I am assuming you are talking about using some type of CADD pump for all infusions. Is this the actual brand of CADD Prism or CADD Legacy? The sets for these may not have an injection site that allows you to check the blood return without any set disconnection. If you are using another brand of ambulatory pump the sets may or may not have an injection port. Blood return should be done before each dose of medication along with saline flushing to assess for patency. In home care in the US, most nurses are concerned about patients/families doing this and knowning how to understand what they are seeing. In home care, we are usually not talking about severe vesicants as what is given in the hospital. So assessing for patency is done by the nurse on routine weekly visits. Remember in home care, the patient is giving their infusions, not the nurse. Sometimes a patient will get a CADD due to their inability to see, perform, or learn the process for giving IV meds and the nurse may go out daily to change the CADD bag. But aspiration for a blood return is only done when it is time to change the set. 

According to CDC and INS, set change for continuous infusion is done NO more frequently than 96 hours. So changing it more frequently at 72 h is no benefit. 

Flushing to "clean the PICC line" is a concept that must be dispelled. There is no way to do that as there will always be fibrin and biofilm on the intraluminal catheter walls. This stuff sticks firmly and there is no actual evidence that flushing will remove it. And there is a question about whether encouraging the shearing off of this material is a good thing as it will be injected into the bloodstream. 

To assess patency, all you have to do is to see blood in the external catheter or extension leg that is the color and consistency of whole blood. There certainly is no need to withdrawn a syringe full and discarding it can easily cause iatrogenic anemia from blood loss - lots of evidence about this problem in hospitalized patients.
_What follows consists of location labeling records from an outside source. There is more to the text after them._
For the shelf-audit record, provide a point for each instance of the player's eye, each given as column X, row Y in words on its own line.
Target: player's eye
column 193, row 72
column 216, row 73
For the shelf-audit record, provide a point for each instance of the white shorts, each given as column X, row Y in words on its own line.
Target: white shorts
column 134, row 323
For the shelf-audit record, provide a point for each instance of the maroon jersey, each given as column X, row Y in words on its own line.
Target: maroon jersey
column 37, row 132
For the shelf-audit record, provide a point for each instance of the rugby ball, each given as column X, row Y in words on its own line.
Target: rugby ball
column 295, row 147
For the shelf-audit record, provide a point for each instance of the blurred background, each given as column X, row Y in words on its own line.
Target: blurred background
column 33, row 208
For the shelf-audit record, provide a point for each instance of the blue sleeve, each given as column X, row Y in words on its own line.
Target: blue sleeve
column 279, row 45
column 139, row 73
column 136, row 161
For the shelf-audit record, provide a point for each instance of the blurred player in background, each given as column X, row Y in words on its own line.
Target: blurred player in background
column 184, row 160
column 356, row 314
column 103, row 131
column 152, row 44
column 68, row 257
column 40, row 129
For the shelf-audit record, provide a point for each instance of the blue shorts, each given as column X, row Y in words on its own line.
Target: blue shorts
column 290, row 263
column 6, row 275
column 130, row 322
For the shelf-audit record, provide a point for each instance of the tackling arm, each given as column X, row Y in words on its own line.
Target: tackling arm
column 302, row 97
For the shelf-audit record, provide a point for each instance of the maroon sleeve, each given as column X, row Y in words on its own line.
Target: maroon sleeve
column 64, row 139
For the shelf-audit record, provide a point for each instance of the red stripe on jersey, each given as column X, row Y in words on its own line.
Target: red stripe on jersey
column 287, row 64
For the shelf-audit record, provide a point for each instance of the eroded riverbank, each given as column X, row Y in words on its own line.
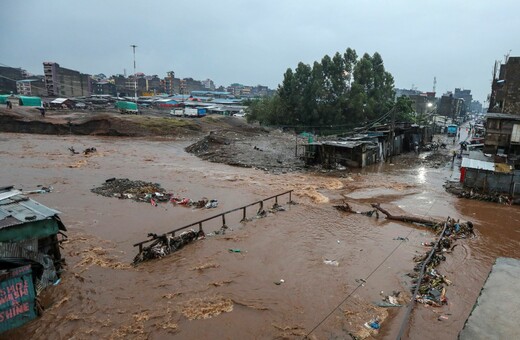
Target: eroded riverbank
column 102, row 296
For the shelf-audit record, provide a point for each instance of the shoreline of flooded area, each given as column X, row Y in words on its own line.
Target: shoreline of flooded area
column 206, row 291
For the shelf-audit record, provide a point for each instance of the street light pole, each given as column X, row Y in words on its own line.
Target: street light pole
column 135, row 75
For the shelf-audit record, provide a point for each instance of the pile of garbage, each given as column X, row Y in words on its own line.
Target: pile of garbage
column 431, row 285
column 458, row 190
column 148, row 192
column 166, row 244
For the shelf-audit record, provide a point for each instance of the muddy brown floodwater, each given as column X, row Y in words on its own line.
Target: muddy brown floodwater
column 206, row 292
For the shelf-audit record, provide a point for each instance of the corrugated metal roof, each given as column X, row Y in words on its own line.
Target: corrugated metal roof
column 18, row 209
column 59, row 100
column 477, row 164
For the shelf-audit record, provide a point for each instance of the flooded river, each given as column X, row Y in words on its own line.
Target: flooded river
column 206, row 292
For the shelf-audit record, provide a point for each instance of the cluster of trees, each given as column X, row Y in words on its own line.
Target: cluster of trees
column 344, row 90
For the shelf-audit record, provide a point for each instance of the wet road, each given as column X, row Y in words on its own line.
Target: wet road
column 101, row 296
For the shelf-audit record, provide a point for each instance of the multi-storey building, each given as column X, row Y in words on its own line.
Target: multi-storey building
column 63, row 82
column 450, row 106
column 505, row 89
column 8, row 78
column 31, row 87
column 466, row 96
I would stop this blood wasting immediately. 

Your focus for PICC lumen occlusion is only on the possible intraluminal cause of blood reflux. Microclave is labeled as a neutral device, but are you also using a tradtional syringe that will encourage blood reflux due to the compresssion of the gasket at the end of the plunger rod? If using a prefilled saline syringe, check the product literature to see if they claim elimination or reduction of syringe induced reflux. If this is not present, the manual flush should always stop when .5 to 1 mL of flush solution remains in the syringe as this will prevent gasket compression and rebound reflux. 
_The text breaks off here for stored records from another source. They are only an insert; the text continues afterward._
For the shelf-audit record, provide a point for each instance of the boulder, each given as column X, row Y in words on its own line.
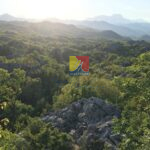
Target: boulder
column 89, row 121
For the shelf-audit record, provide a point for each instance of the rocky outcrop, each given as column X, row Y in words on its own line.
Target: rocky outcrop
column 89, row 121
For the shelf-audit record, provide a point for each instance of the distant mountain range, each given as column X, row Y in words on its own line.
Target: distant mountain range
column 117, row 24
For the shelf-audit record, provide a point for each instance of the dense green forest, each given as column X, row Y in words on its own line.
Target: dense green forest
column 32, row 55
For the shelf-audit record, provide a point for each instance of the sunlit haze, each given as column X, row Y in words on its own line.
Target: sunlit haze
column 75, row 9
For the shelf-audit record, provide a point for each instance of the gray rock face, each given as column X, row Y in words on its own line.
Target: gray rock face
column 89, row 121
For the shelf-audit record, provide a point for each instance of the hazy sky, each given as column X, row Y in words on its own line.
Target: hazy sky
column 76, row 9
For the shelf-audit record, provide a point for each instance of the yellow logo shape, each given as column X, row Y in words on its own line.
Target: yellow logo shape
column 73, row 63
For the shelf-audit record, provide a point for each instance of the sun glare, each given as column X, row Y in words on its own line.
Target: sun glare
column 63, row 9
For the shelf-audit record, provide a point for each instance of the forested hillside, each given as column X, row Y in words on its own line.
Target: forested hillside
column 34, row 80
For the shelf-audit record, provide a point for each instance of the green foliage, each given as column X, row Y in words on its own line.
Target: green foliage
column 86, row 87
column 42, row 136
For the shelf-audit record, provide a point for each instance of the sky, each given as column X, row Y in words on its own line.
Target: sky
column 76, row 9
Tip location is a cause of intravenous thrombus at the tip. So ensure that the tip is correctly placed to reduce this risk as an intravenous thrombus will easily prevent backflow of blood from the catheter. 

I think you should educate to reduce the extreme frequency for checking blood return; check for blood return by the nurse only when the set is changed at intervals no more frequently than 96 hours, and stop wasting all that blood. Lynn

 

 

Lynn Hadaway, M.Ed., RN, NPD-BC, CRNI

Lynn Hadaway Associates, Inc.

PO Box 10

Milner, GA 30257

Website http://www.hadawayassociates.com

Office Phone 770-358-7861

KLaforet
IV tubing: the debate from Canada

Our procedure for tubing changes for community-based clients is: tubing change q96 hrs if on a continuous infusion. The VAD is flushed when the tubing is changed or sooner if the infusion is delayed or the patient is indicating occlusion alarms. If the system is interrupted prior to the 96hrs, the tubing is changed and the frequency reset. We developed an algorithm to support principles of line preservation, infection control and min. disruption. LMK if you'd like a copy.